Not all who fought were in battle
Navy Lt. Cmdr. Carl Doud, like many of the patriotic young men at the time, joined up at the beginning of World War II in order to fight the enemies our country faced.
He fully expected to be trained and posted to a berth at sea, but that was not what happened. Instead, he was assigned to a Navy base in Pensacola, Florida, where he was trained to be a trainer — he would teach people to lead people.
He learned to fire weapons, of course, and learned his way around the various vessels based at Pensacola — none of them big war ships such as battleships or destroyers — but there were plenty of landing craft and smaller vessels.
Their importance to that base was soon to be overcome by the establishment and growth of the Pensacola Naval Air Station, which to this day is one of the great naval air facilities on the planet.
Carl Doud’s job was to help train people to train pilots, along with crews of smaller vessels, to help rescue pilots who had been shot down, to take Marines to beaches and land them safely and to transport the wounded safely back to hospitals on the big ships such as cruisers and battleships.
“The big ships got all the publicity,” Carl once told me, “but the little ships got the men out alive.”

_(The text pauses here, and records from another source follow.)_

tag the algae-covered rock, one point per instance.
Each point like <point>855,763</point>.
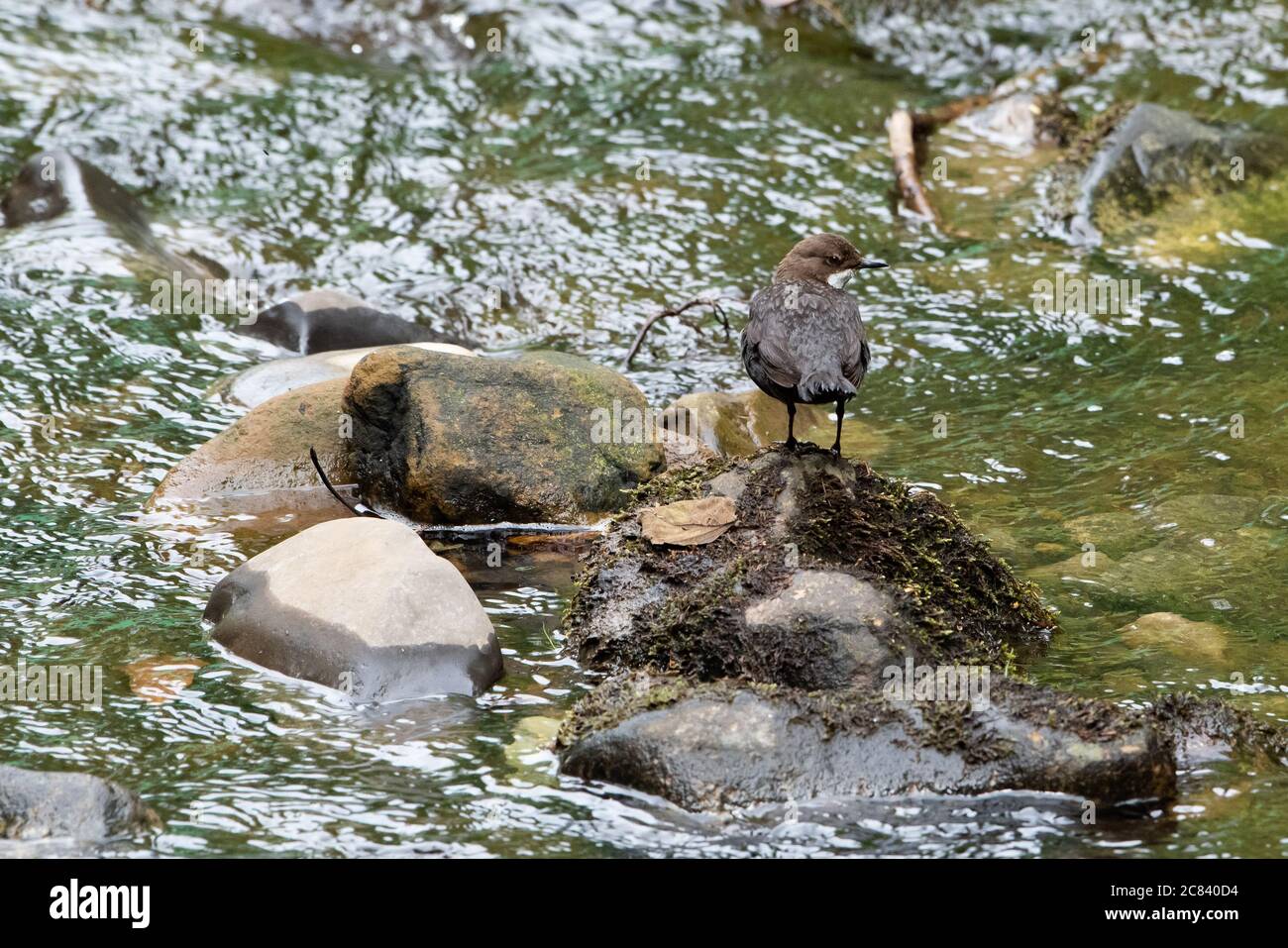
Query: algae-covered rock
<point>1131,159</point>
<point>780,660</point>
<point>329,321</point>
<point>1203,642</point>
<point>451,440</point>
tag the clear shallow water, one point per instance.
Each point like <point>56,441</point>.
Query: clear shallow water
<point>519,171</point>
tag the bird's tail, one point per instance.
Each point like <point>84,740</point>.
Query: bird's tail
<point>824,384</point>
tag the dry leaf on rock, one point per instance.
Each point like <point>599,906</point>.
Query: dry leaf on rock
<point>688,522</point>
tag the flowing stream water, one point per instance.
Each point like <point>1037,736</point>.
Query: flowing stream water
<point>420,170</point>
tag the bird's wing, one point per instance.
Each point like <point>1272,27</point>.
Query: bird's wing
<point>769,351</point>
<point>853,344</point>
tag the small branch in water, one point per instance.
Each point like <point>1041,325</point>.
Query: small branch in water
<point>713,301</point>
<point>905,154</point>
<point>359,509</point>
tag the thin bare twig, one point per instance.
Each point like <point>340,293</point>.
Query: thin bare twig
<point>905,154</point>
<point>713,301</point>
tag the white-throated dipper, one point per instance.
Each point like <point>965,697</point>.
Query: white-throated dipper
<point>804,343</point>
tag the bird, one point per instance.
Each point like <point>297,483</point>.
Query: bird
<point>804,342</point>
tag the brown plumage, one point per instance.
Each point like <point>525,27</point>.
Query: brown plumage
<point>805,343</point>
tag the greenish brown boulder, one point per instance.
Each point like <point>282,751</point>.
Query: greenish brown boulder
<point>544,437</point>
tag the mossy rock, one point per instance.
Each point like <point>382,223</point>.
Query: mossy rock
<point>758,668</point>
<point>876,571</point>
<point>1133,158</point>
<point>445,438</point>
<point>715,745</point>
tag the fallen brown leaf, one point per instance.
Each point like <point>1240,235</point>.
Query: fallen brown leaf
<point>688,522</point>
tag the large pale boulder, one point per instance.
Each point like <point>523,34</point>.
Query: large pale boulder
<point>362,605</point>
<point>261,463</point>
<point>278,376</point>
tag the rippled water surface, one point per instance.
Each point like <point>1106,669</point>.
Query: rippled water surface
<point>519,172</point>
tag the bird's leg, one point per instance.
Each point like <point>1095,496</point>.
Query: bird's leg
<point>840,417</point>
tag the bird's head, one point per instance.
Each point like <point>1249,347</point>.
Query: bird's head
<point>824,258</point>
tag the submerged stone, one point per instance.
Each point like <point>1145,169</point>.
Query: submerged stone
<point>37,804</point>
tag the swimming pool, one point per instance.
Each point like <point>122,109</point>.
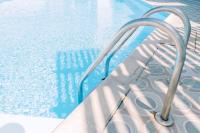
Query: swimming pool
<point>46,45</point>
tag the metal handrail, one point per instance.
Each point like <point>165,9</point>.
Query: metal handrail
<point>177,12</point>
<point>180,58</point>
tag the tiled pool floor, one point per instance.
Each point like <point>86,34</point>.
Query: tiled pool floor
<point>123,103</point>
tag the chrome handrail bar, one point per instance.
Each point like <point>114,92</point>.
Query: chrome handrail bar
<point>163,118</point>
<point>177,12</point>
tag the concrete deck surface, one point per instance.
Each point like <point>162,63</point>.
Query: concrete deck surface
<point>125,102</point>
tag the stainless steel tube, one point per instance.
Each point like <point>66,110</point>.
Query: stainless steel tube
<point>177,12</point>
<point>180,56</point>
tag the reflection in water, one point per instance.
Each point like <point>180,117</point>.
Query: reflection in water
<point>69,67</point>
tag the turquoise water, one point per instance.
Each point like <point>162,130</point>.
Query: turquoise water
<point>46,45</point>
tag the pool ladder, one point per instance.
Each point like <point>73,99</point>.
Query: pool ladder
<point>164,117</point>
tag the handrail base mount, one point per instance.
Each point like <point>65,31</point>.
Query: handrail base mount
<point>166,123</point>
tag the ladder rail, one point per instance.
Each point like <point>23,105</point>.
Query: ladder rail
<point>177,12</point>
<point>180,57</point>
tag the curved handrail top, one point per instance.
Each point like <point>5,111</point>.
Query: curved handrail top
<point>172,33</point>
<point>177,12</point>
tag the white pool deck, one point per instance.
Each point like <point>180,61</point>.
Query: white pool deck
<point>124,101</point>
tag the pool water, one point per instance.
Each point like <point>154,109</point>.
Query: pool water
<point>46,45</point>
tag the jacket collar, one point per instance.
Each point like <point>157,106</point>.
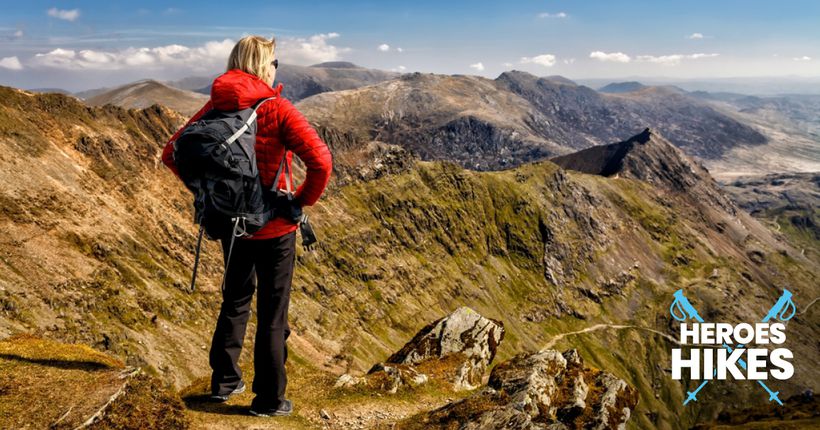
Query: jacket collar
<point>236,90</point>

I had opportunities to talk to him about his service as a trainer, because he was my father, and had a good memory, and he was proud of the fact he had done the job he had been given.
“Sometimes, I think I would have liked to be on one of those big ships,” he said to me once,” but I felt like I was saving our men’s lives in my job, helping them fight the enemy by keeping them alive.”
The men and women who fight in combat have a lot of backup who help keep them alive and functioning. The latest estimate is that for every 100 soldiers, sailors or airmen on the front line, about 50 work to train them, get supplies to them, tend to their wounds, cook for them, repair their vehicles and other machines, and handle chores that are necessary to make a modern army victorious.
As we honor our military this holiday weekend, we need to remember that not all whom we honor went into battle. Those who brought supplies to the battlefield, for example, were highly necessary, and in many cases just as brave as the men and women on the front-line.
I know that in his time of service his nation in World War II, my dad saved many lives by training others to save lives and by making sure that men knew what to do in the heat of battle, not only to defeat the enemy, but to come home safe.